Toen De Meersman in 1994 bij Deceuninck de fakkel overnam, stond het bedrijf voor een fase van professionalisering en defamiliarisering. Het is onder zijn impuls dat de beursgenoteerde KMO uitgroeide tot een multinational. Zijn recepten: deugdelijk bestuur met regelmatige raden van bestuur en vast omlijnde managementstructuren. Dat leidde nochtans allerminst tot een trendbreuk in de strategie. De Meersman bleef een voorzichtige koers varen, volgens sommige waarnemers zelfs te voorzichtig.

In de balans bleef het eigen vermogen schommelen rond 50 % van het balanstotaal.

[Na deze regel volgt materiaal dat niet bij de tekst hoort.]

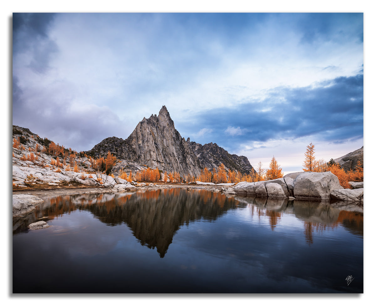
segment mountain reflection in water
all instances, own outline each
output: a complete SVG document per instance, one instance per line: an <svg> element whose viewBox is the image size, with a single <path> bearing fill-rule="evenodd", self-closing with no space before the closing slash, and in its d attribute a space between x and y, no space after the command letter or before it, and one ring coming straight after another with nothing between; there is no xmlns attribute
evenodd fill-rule
<svg viewBox="0 0 376 306"><path fill-rule="evenodd" d="M109 270L112 271L114 283L116 277L123 277L123 274L120 273L121 268L119 268L120 274L118 275L116 269L107 266L113 261L114 265L119 266L129 262L128 264L131 266L133 265L134 267L127 266L126 268L135 271L133 273L127 271L126 273L138 275L135 277L139 279L139 281L144 284L142 288L137 287L138 281L133 280L132 283L134 285L128 283L124 291L112 287L102 288L103 292L223 292L224 289L220 287L215 289L210 287L208 282L220 282L220 277L223 276L230 277L227 275L229 273L241 274L249 269L252 273L258 273L265 278L262 281L264 285L261 278L253 281L255 282L252 283L254 286L250 288L247 286L247 282L244 282L245 279L243 279L246 276L242 277L242 279L234 274L233 288L227 285L225 288L228 291L225 292L362 292L363 210L362 206L356 204L253 198L226 195L205 190L188 190L181 188L82 194L42 198L44 202L37 206L35 210L24 217L13 219L14 275L17 280L14 281L14 288L23 281L19 280L23 278L19 275L23 269L15 268L18 266L19 262L23 262L26 258L33 262L36 260L27 257L28 255L23 253L23 248L30 249L35 247L36 250L34 252L37 252L41 248L45 251L48 250L47 247L50 245L51 249L48 250L50 253L45 255L46 257L55 256L55 260L59 258L60 262L67 260L70 263L69 265L73 266L89 265L89 259L94 260L96 256L99 256L98 260L107 265L107 268L101 268L97 273L105 274ZM79 214L84 212L85 215ZM89 215L92 216L92 221L88 219ZM28 224L40 220L46 221L52 226L36 231L27 228ZM96 220L100 221L100 224L103 225L99 226ZM29 238L23 236L24 234L30 235L27 236ZM163 258L163 262L157 263L154 262L156 255L154 251L146 255L144 251L138 250L132 255L130 252L136 248L129 240L132 235L136 238L136 242L139 245L156 249L159 255L157 257ZM33 239L36 240L33 241ZM352 241L351 243L349 239ZM36 245L38 244L41 244L39 247ZM333 246L333 250L327 249L328 246L331 245ZM342 249L347 247L352 248ZM119 250L122 250L122 253L118 253ZM168 250L169 256L167 255ZM63 255L62 252L68 253ZM325 256L329 257L323 257L323 252L326 252ZM351 258L343 259L347 255ZM35 255L36 260L44 262L44 256L42 253ZM203 256L208 257L209 259L204 259ZM71 258L69 259L72 256L79 256L80 259L82 257L80 260L83 261L80 264L77 262L73 264ZM180 266L180 272L177 272L174 263L183 261L186 256L190 259L186 260L193 261L194 263L190 265L182 264ZM123 260L121 259L123 257ZM108 258L109 261L105 264L103 260ZM312 258L314 258L313 261ZM341 264L337 263L338 266L335 266L335 271L332 272L331 279L327 275L327 266L331 266L335 263L325 262L327 258L329 262L337 260L338 258L343 261ZM212 267L208 267L211 265L230 265L229 259L233 260L231 265L236 262L243 263L237 264L240 265L239 266L226 268L226 272L222 271L220 273L222 276L217 275L219 271L211 269ZM349 262L351 263L346 260L350 260ZM217 261L220 263L215 263ZM203 266L200 270L199 267L202 264ZM241 267L243 265L246 265L246 268ZM159 272L158 269L162 269L160 267L162 266L165 267L165 270L171 271L169 273L162 270ZM262 267L264 268L261 269ZM339 279L342 277L341 275L340 277L337 274L348 273L347 271L341 271L343 267L346 269L352 267L352 268L355 269L359 282L357 287L355 282L351 288L347 287L342 283L343 282L341 282L341 280L333 282L333 279L337 280L339 277ZM72 268L77 270L77 267ZM225 266L223 268L225 269ZM101 269L103 269L102 272ZM149 277L147 275L152 273L156 274L156 279L166 278L164 281L170 284L168 288L162 287L164 283L162 279L159 285L156 285L152 280L150 281L150 287L145 285L144 280L141 279L143 273L140 271L144 269L148 273L144 276L145 277ZM186 271L187 269L188 269ZM174 285L177 281L173 281L171 275L177 273L177 275L180 275L181 278L182 275L185 274L179 273L193 273L189 272L189 269L196 271L196 273L201 271L205 275L211 276L205 277L211 277L212 279L211 281L203 279L201 283L196 283L195 282L197 280L193 280L191 279L193 277L188 274L184 276L186 280L184 281L186 283L189 282L189 286L173 288L177 286ZM205 271L207 269L209 272ZM238 269L240 269L237 272ZM62 271L61 273L65 273L64 269ZM256 271L258 272L255 272ZM310 285L307 285L306 280L301 280L311 273L318 275L317 279L311 277ZM87 277L89 280L96 277L91 275ZM279 283L273 282L279 282L286 277L290 280L291 283L288 282L284 286L274 289L275 283ZM229 280L229 283L231 281ZM252 282L248 279L247 281ZM299 282L301 287L297 287L294 282ZM209 289L205 287L208 286L210 287ZM326 286L329 289L323 289ZM206 289L201 289L204 287ZM307 289L320 287L323 288L320 289ZM71 287L67 288L58 292L96 291L91 287L83 289L82 291L80 291L79 288L73 291ZM19 292L23 292L22 289L19 289ZM45 288L41 290L47 290ZM101 292L100 289L99 290ZM16 291L18 290L18 289Z"/></svg>

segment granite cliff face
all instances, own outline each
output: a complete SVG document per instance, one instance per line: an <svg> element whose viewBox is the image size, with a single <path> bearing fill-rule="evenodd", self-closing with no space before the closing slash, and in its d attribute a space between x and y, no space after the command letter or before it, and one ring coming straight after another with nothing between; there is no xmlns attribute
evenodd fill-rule
<svg viewBox="0 0 376 306"><path fill-rule="evenodd" d="M186 141L175 129L165 106L158 116L144 118L126 139L106 138L88 153L105 156L109 151L120 159L196 177L205 167L211 170L222 163L227 170L243 174L254 171L246 157L230 154L216 143L203 146L189 138Z"/></svg>
<svg viewBox="0 0 376 306"><path fill-rule="evenodd" d="M363 147L362 146L360 149L336 158L334 161L339 164L341 167L345 171L348 171L350 169L355 170L356 163L358 160L360 160L362 165L363 165Z"/></svg>
<svg viewBox="0 0 376 306"><path fill-rule="evenodd" d="M206 167L210 170L214 167L217 168L223 163L227 169L235 169L243 174L255 172L245 156L230 154L216 143L211 142L202 145L194 142L191 142L189 137L187 142L194 152L203 167Z"/></svg>

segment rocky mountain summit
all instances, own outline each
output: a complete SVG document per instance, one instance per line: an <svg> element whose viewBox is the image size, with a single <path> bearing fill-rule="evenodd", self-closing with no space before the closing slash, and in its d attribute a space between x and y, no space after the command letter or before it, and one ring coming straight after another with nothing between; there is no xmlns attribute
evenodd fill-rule
<svg viewBox="0 0 376 306"><path fill-rule="evenodd" d="M362 164L363 164L363 147L362 146L360 149L336 158L334 161L339 164L345 171L348 171L350 169L353 170L355 169L356 163L358 160L360 160Z"/></svg>
<svg viewBox="0 0 376 306"><path fill-rule="evenodd" d="M120 160L133 161L163 171L198 176L205 167L209 171L221 163L227 170L242 174L255 171L245 156L230 154L216 143L203 146L182 138L165 106L158 116L152 115L139 122L126 139L110 137L86 152L96 157L109 151Z"/></svg>

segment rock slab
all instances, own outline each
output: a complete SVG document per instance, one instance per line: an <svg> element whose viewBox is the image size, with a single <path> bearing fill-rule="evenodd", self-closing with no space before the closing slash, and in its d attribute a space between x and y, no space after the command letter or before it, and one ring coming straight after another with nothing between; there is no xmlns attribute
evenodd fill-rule
<svg viewBox="0 0 376 306"><path fill-rule="evenodd" d="M312 200L331 198L331 193L343 189L338 178L330 171L307 171L298 175L294 181L294 196L298 199Z"/></svg>
<svg viewBox="0 0 376 306"><path fill-rule="evenodd" d="M29 213L35 209L35 205L44 201L37 196L31 195L13 195L13 216Z"/></svg>

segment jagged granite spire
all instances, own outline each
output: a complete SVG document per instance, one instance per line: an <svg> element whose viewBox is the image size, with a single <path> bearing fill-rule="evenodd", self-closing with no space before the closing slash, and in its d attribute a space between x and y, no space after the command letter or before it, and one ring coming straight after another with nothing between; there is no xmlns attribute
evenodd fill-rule
<svg viewBox="0 0 376 306"><path fill-rule="evenodd" d="M125 140L109 137L96 145L89 153L105 155L108 151L120 159L130 160L164 172L178 172L196 177L206 167L209 170L221 163L227 169L243 173L254 171L244 156L230 155L217 144L202 146L186 141L175 128L174 122L164 105L158 116L152 114L138 123Z"/></svg>

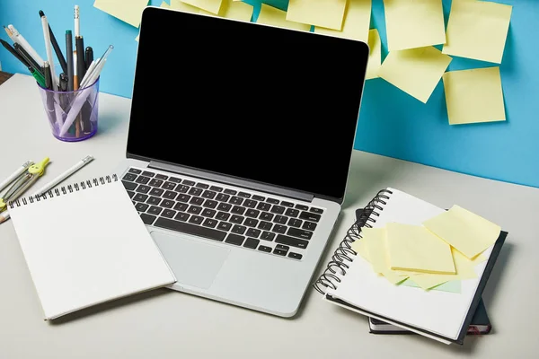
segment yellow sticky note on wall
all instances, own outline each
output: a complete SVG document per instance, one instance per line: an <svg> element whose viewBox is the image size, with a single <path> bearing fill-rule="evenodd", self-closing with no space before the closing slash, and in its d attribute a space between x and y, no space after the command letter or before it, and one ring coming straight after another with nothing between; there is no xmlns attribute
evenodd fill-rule
<svg viewBox="0 0 539 359"><path fill-rule="evenodd" d="M95 0L93 7L137 28L148 0Z"/></svg>
<svg viewBox="0 0 539 359"><path fill-rule="evenodd" d="M287 20L340 31L347 0L289 0Z"/></svg>
<svg viewBox="0 0 539 359"><path fill-rule="evenodd" d="M374 79L378 76L378 70L382 65L382 42L380 41L380 34L376 29L372 29L368 31L368 62L367 65L366 80Z"/></svg>
<svg viewBox="0 0 539 359"><path fill-rule="evenodd" d="M223 0L182 0L184 3L198 7L202 10L206 10L208 13L219 13Z"/></svg>
<svg viewBox="0 0 539 359"><path fill-rule="evenodd" d="M426 228L396 223L389 223L385 227L391 269L456 273L451 247Z"/></svg>
<svg viewBox="0 0 539 359"><path fill-rule="evenodd" d="M500 64L512 10L487 1L454 1L442 52Z"/></svg>
<svg viewBox="0 0 539 359"><path fill-rule="evenodd" d="M367 42L371 7L371 0L349 0L340 31L315 26L314 32Z"/></svg>
<svg viewBox="0 0 539 359"><path fill-rule="evenodd" d="M384 0L389 51L446 43L442 0Z"/></svg>
<svg viewBox="0 0 539 359"><path fill-rule="evenodd" d="M447 72L444 91L450 125L506 120L499 67Z"/></svg>
<svg viewBox="0 0 539 359"><path fill-rule="evenodd" d="M451 59L431 46L392 51L380 66L378 75L427 103Z"/></svg>
<svg viewBox="0 0 539 359"><path fill-rule="evenodd" d="M265 4L261 5L261 12L259 13L256 22L258 23L264 23L266 25L277 26L279 28L301 30L304 31L311 31L311 25L288 22L287 21L286 12Z"/></svg>
<svg viewBox="0 0 539 359"><path fill-rule="evenodd" d="M498 224L456 205L423 225L468 258L494 244L501 231Z"/></svg>

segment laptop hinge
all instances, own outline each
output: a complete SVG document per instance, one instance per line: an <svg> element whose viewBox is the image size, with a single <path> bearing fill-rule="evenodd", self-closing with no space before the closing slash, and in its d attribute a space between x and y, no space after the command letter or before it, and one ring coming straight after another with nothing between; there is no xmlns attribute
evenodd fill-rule
<svg viewBox="0 0 539 359"><path fill-rule="evenodd" d="M163 163L156 161L151 161L148 165L149 168L155 170L166 171L169 172L174 172L178 174L184 174L188 176L197 177L202 180L208 180L224 184L238 186L244 188L259 190L261 192L271 193L278 196L282 196L289 198L299 199L301 201L312 202L314 196L296 191L294 189L283 188L277 186L271 186L264 183L253 182L246 180L238 179L235 177L225 176L212 172L207 172L200 170L195 170L189 167L179 166L170 163Z"/></svg>

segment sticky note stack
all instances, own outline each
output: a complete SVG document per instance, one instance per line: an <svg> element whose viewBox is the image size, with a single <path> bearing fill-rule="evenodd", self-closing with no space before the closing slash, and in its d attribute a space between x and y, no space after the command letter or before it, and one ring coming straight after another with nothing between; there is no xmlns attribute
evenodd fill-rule
<svg viewBox="0 0 539 359"><path fill-rule="evenodd" d="M391 284L433 290L475 278L475 266L485 260L481 253L494 244L500 231L499 225L454 206L422 225L389 223L364 228L362 240L352 249ZM451 288L446 291L457 292Z"/></svg>

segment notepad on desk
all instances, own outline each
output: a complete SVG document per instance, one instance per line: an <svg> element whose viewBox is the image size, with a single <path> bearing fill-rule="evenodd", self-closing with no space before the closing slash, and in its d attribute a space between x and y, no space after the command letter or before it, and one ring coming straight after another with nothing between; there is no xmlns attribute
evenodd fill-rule
<svg viewBox="0 0 539 359"><path fill-rule="evenodd" d="M455 217L455 213L452 215L450 211L446 212L394 188L387 188L384 193L387 198L379 198L382 202L376 200L378 197L373 199L376 207L373 205L371 213L368 215L371 220L368 223L375 231L386 228L388 224L391 228L392 223L395 223L411 226L422 226L427 223L439 234L442 234L442 232L446 229L444 225L447 223L452 223L453 228L458 228L458 225L455 224L455 221L458 222L458 220L450 218L450 221L446 222L447 218L444 218L446 215ZM457 209L457 213L462 215L459 211ZM460 215L456 215L456 216ZM462 225L470 224L470 222L466 222L465 219L467 215L464 215L464 223L461 223ZM490 226L488 228L489 231L492 230ZM362 228L362 230L365 229ZM443 235L451 237L454 244L463 248L462 243L453 238L455 233L459 233L459 231L462 234L462 227L460 227L450 232L444 232ZM425 291L422 288L399 285L393 280L388 281L384 277L384 273L378 273L380 269L373 270L370 260L365 258L365 257L370 256L368 252L370 243L367 240L365 244L367 250L361 248L362 246L357 247L356 242L352 243L352 248L359 249L358 255L352 262L347 263L348 267L343 271L344 274L336 275L340 280L337 282L338 284L328 287L324 298L331 303L445 344L463 344L467 328L479 305L482 293L507 236L507 232L500 231L499 228L496 234L497 239L490 245L488 241L480 241L482 246L487 245L481 253L485 260L478 260L473 263L473 271L476 276L462 280L459 293L441 290ZM369 231L367 230L365 236L369 238L370 235ZM358 241L363 240L358 239ZM482 237L482 241L483 240L484 237ZM473 246L468 253L470 255L475 253L481 250L481 247ZM465 248L469 249L468 246ZM410 258L406 259L410 259ZM467 258L465 259L470 260ZM421 263L427 265L429 262L423 261ZM455 260L456 274L458 274L459 266L458 260ZM412 269L411 272L417 270L417 268L406 269Z"/></svg>
<svg viewBox="0 0 539 359"><path fill-rule="evenodd" d="M8 210L45 320L176 281L116 176Z"/></svg>

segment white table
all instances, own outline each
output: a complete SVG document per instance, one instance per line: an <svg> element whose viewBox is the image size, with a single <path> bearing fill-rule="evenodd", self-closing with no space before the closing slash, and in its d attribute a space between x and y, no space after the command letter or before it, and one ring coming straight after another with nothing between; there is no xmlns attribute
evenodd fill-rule
<svg viewBox="0 0 539 359"><path fill-rule="evenodd" d="M50 134L32 78L16 74L1 85L0 179L45 156L51 163L41 183L86 154L95 160L70 181L109 173L125 155L130 101L100 96L98 134L69 144ZM354 221L354 210L386 187L442 207L458 204L508 231L483 293L491 334L468 337L463 346L369 334L365 317L324 302L314 289L292 320L163 289L51 324L42 320L9 221L0 224L0 358L537 357L539 189L355 151L342 215L316 276Z"/></svg>

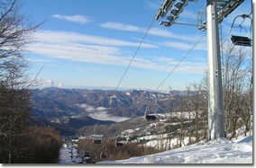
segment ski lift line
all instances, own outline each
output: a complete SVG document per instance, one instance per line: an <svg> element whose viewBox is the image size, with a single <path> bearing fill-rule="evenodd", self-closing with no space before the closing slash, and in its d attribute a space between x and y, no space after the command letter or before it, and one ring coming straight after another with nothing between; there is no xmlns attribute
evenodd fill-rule
<svg viewBox="0 0 256 168"><path fill-rule="evenodd" d="M168 75L168 76L160 83L160 84L155 89L155 91L159 90L159 88L165 83L165 81L169 77L169 75L174 72L174 70L181 64L181 62L188 56L188 54L195 49L195 47L201 41L201 40L203 39L203 37L206 34L206 32L205 32L202 37L197 41L197 43L191 48L191 49L189 49L187 51L187 53L184 56L184 57L179 61L179 63L172 69L172 71ZM142 103L141 106L137 109L137 111L133 113L133 115L131 116L131 118L133 118L137 112L139 111L139 110L146 103L147 100L145 99ZM123 128L125 126L125 124L123 124L118 131L115 132L115 134L114 134L114 136L112 137L110 137L109 139L113 139L117 133L119 133L120 130L123 129ZM105 145L103 145L97 152L99 152L100 150L102 150L103 147L105 147L107 144L109 143L109 141L105 142ZM97 153L96 152L96 153ZM95 155L93 155L95 156Z"/></svg>
<svg viewBox="0 0 256 168"><path fill-rule="evenodd" d="M196 42L196 44L187 52L187 54L182 57L182 59L176 65L176 66L169 73L169 75L166 76L166 78L160 84L160 85L155 89L155 91L158 91L160 87L165 83L165 81L170 76L170 75L175 71L175 69L183 62L183 60L190 54L190 52L196 48L196 46L201 41L203 37L206 34L205 32L201 38Z"/></svg>
<svg viewBox="0 0 256 168"><path fill-rule="evenodd" d="M129 63L127 68L125 69L125 71L124 71L123 76L121 77L121 79L120 79L120 81L119 81L119 83L118 83L118 84L117 84L117 86L116 86L116 88L115 88L115 91L117 91L117 89L119 88L119 86L120 86L120 84L121 84L121 83L122 83L123 77L125 76L125 75L126 75L126 73L127 73L129 67L131 66L131 65L132 65L132 63L133 63L134 57L136 57L136 55L137 55L137 53L138 53L140 48L142 47L142 43L143 43L143 41L144 41L146 36L148 35L148 33L149 33L151 28L152 27L152 24L153 24L154 21L155 21L155 18L153 18L153 20L152 20L152 22L151 22L151 24L150 24L150 26L149 26L149 28L148 28L146 33L145 33L144 36L143 36L143 38L142 38L142 40L140 45L138 46L136 51L134 52L134 55L133 55L133 57L132 57L132 59L131 59L131 61L130 61L130 63Z"/></svg>

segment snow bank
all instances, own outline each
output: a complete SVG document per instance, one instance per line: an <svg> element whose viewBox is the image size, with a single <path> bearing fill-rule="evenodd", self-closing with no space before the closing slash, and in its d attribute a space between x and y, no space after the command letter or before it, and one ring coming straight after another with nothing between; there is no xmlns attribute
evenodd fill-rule
<svg viewBox="0 0 256 168"><path fill-rule="evenodd" d="M252 164L252 136L201 142L155 155L97 164Z"/></svg>

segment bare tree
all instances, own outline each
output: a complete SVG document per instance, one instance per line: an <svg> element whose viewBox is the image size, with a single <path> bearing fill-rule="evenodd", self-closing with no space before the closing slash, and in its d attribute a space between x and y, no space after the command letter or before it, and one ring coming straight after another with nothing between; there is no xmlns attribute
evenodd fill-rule
<svg viewBox="0 0 256 168"><path fill-rule="evenodd" d="M227 133L233 133L231 137L235 137L239 119L249 112L245 111L243 97L248 87L246 79L251 75L251 69L246 68L248 54L245 48L225 43L224 49L225 129Z"/></svg>
<svg viewBox="0 0 256 168"><path fill-rule="evenodd" d="M40 25L20 14L17 0L0 2L0 162L19 163L30 111L23 48Z"/></svg>

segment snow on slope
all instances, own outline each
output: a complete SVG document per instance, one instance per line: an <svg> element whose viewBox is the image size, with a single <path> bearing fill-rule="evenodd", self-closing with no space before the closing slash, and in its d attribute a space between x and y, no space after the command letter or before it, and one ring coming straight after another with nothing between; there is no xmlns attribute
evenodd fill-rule
<svg viewBox="0 0 256 168"><path fill-rule="evenodd" d="M252 164L252 136L201 142L155 155L97 164Z"/></svg>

Die calvinistische zuinigheid heeft hij misschien wel overgehouden aan de tijd die hij bij onze noorderburen doorbracht. Van 1987 tot 1994 werkte de topman immers bij DSM. Hij was er achtereenvolgens onderzoeksdirecteur en directeur van de business unit Compounds & Mouldings. In die functie bestierde de Oost-Vlaming een tiental productiesites en was de sleutelfiguur bij DSM voor de leveringen aan de automobielnijverheid.

De Meersman wordt door iedereen geroemd om zijn professionaliteit. Zijn sterkte is vooral zijn grote technische bekwaamheid. Van opleiding is hij ingenieur – even zelfs assistent aan de KU Leuven – maar uiteindelijk koos hij toch voor een carrière in de industrie. Hij bleef tien jaar bij rubberproducent Bergougnan Benelux, een dochter van het Michelin-concern. Daarna volgden zeven jaar bij DSM en nog eens tien jaar bij Deceuninck.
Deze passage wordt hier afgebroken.